The effects of enzalutamide on the pharmacokinetics of a single oral dose of sensitive substrates for CYP2C8 (pioglitazone), CYP2C9 (S-warfarin), CYP2C19 (omeprazole), and CYP3A4 (midazolam) were determined in a single-sequence crossover design study in which patients with mCRPC received enzalutamide at the recommended dose of 160 mg once daily. The results showed no clinically meaningful changes in exposure to the CYP2C8 substrate; however, enzalutamide decreased exposure to the CYP2C9, CYP2C19, and CYP3A4 substrates by 56, 70, and 86 %, respectively. Based on the magnitude of the induction effects, enzalutamide is considered a moderate inducer of CYP2C9 and CYP2C19 and a strong inducer of CYP3A4 [23].

Given that enzalutamide is an inducer of CYP2C9, CYP2C19, and CYP3A4, and that co-induction of these enzymes commonly occurs via activation of the nuclear pregnane X receptor, enzalutamide may also induce uridine 5′-diphospho-glucuronosyltransferase (UGT) 1A1 [25]. Induction of UGT1A1 could explain the 37–76 % decrease in exposure to the hydroxy-metabolites of the CYP substrates (Table 6), as many of these metabolites are further metabolized via glucuronidation that is mediated by UGT enzymes [26, 27].

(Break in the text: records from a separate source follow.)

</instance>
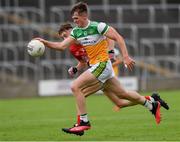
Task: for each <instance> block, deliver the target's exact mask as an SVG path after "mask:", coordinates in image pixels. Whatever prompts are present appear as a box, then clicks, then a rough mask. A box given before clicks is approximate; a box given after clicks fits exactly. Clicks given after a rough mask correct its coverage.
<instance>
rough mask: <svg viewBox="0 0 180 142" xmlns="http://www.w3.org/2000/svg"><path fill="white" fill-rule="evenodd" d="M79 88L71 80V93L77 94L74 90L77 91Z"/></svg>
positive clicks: (75, 91) (73, 82) (76, 91)
mask: <svg viewBox="0 0 180 142" xmlns="http://www.w3.org/2000/svg"><path fill="white" fill-rule="evenodd" d="M79 90H80V88H79V86H78V85H77V84H76V83H74V82H73V83H72V84H71V91H72V92H73V94H77V93H76V92H78V91H79Z"/></svg>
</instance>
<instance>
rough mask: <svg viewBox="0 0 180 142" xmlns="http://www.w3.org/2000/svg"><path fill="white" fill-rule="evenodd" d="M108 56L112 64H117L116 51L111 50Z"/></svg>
mask: <svg viewBox="0 0 180 142" xmlns="http://www.w3.org/2000/svg"><path fill="white" fill-rule="evenodd" d="M108 54H109V59H110V60H111V62H112V63H113V62H115V61H116V56H115V53H114V50H109V51H108Z"/></svg>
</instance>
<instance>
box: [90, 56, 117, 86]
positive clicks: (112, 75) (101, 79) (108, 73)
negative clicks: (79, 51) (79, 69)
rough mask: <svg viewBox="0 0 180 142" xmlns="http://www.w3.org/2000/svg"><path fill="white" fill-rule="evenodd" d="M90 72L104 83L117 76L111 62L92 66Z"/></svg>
mask: <svg viewBox="0 0 180 142" xmlns="http://www.w3.org/2000/svg"><path fill="white" fill-rule="evenodd" d="M88 70H89V71H90V72H91V73H92V74H93V75H94V76H95V77H96V78H97V79H98V80H99V81H101V82H102V83H104V82H105V81H106V80H108V79H110V78H112V77H114V76H115V74H114V70H113V68H112V64H111V61H110V60H108V61H105V62H99V63H97V64H94V65H91V67H90V68H89V69H88Z"/></svg>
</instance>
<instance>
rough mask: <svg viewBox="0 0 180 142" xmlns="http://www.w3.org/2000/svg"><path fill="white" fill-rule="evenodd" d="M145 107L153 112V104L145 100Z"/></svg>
mask: <svg viewBox="0 0 180 142" xmlns="http://www.w3.org/2000/svg"><path fill="white" fill-rule="evenodd" d="M144 106H145V107H146V108H148V109H149V110H152V107H153V106H152V103H151V102H150V101H148V100H145V102H144Z"/></svg>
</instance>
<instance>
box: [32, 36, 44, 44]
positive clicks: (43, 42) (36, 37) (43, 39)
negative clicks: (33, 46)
mask: <svg viewBox="0 0 180 142" xmlns="http://www.w3.org/2000/svg"><path fill="white" fill-rule="evenodd" d="M34 39H36V40H39V41H41V42H42V43H44V44H45V42H46V40H45V39H43V38H40V37H36V38H34Z"/></svg>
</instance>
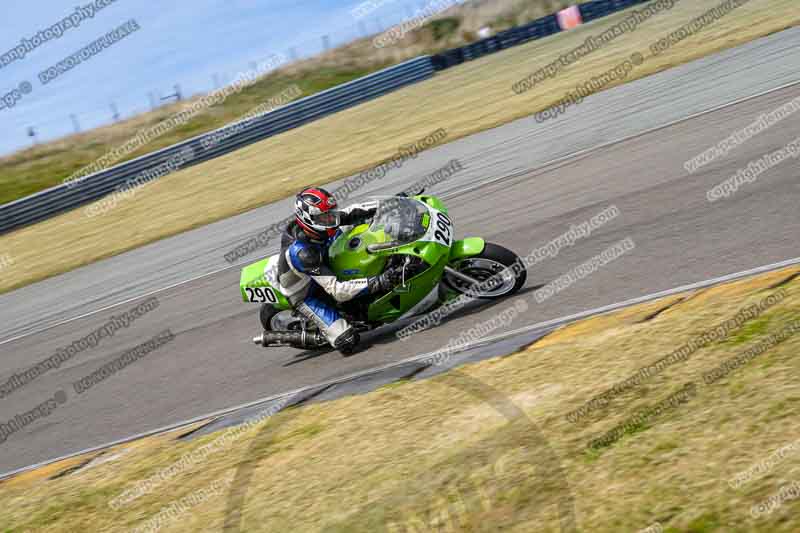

To mitigate the risks to patients, it is recommended to avoid concomitant use of enzalutamide with substrates of CYP2C9 (such as phenytoin and warfarin), CYP2C19 (such as S-mephenytoin), or CYP3A4 [such as alfentanil, ergotamine, dihydroergotamine, cyclosporine (ciclosporin), fentanyl, pimozide, quinidine, sirolimus, and tacrolimus] that have a narrow therapeutic index. The full induction potential of enzalutamide may not occur until approximately 1 month after the start of treatment, when steady-state plasma concentrations of enzalutamide are reached, although some induction effects may be apparent earlier. Patients taking drugs that are substrates of CYP2C9, CYP2C19, and CYP3A4 should be evaluated for possible loss of pharmacological effects (or increase in effects in cases where active metabolites are formed) during the first month of enzalutamide treatment, and dose adjustment should be considered as appropriate. In consideration of the long t ½ of enzalutamide (5.8 days in patients [4]), effects on enzymes may persist for 1 month or longer after stopping enzalutamide. A gradual dose reduction of the concomitant drug may be necessary when stopping enzalutamide treatment.

Conclusion

In the drug interaction study with CYP2C8 and CYP3A4 inhibitors, coadministration of gemfibrozil (strong CYP2C8 inhibitor) increased the composite AUC of enzalutamide plus N-desmethyl enzalutamide by 2.2-fold, and coadministration of itraconazole (strong CYP3A4 inhibitor) increased the composite AUC by 1.3-fold. Based on these findings, it is recommended that if a patient requires coadministration of a strong CYP2C8 inhibitor with enzalutamide, then the enzalutamide dose should be reduced to 80 mg once daily. In the drug interaction study with CYP2C8, CYP2C9, CYP2C19, and CYP3A4 substrates, enzalutamide increased the AUC of oral pioglitazone by 20 % and reduced the AUC of oral S-warfarin, omeprazole, and midazolam by 56, 70, and 86 %, respectively; therefore, enzalutamide is a moderate inducer of CYP2C9 and CYP2C19 and a strong inducer of CYP3A4. Enzalutamide did not affect exposure to oral pioglitazone (CYP2C8 substrate) to a significant extent. Based on these findings, it is recommended to avoid concomitant use of enzalutamide with administered narrow therapeutic index drugs that are metabolized by CYP2C9, CYP2C19, or CYP3A4 as enzalutamide may decrease their exposure.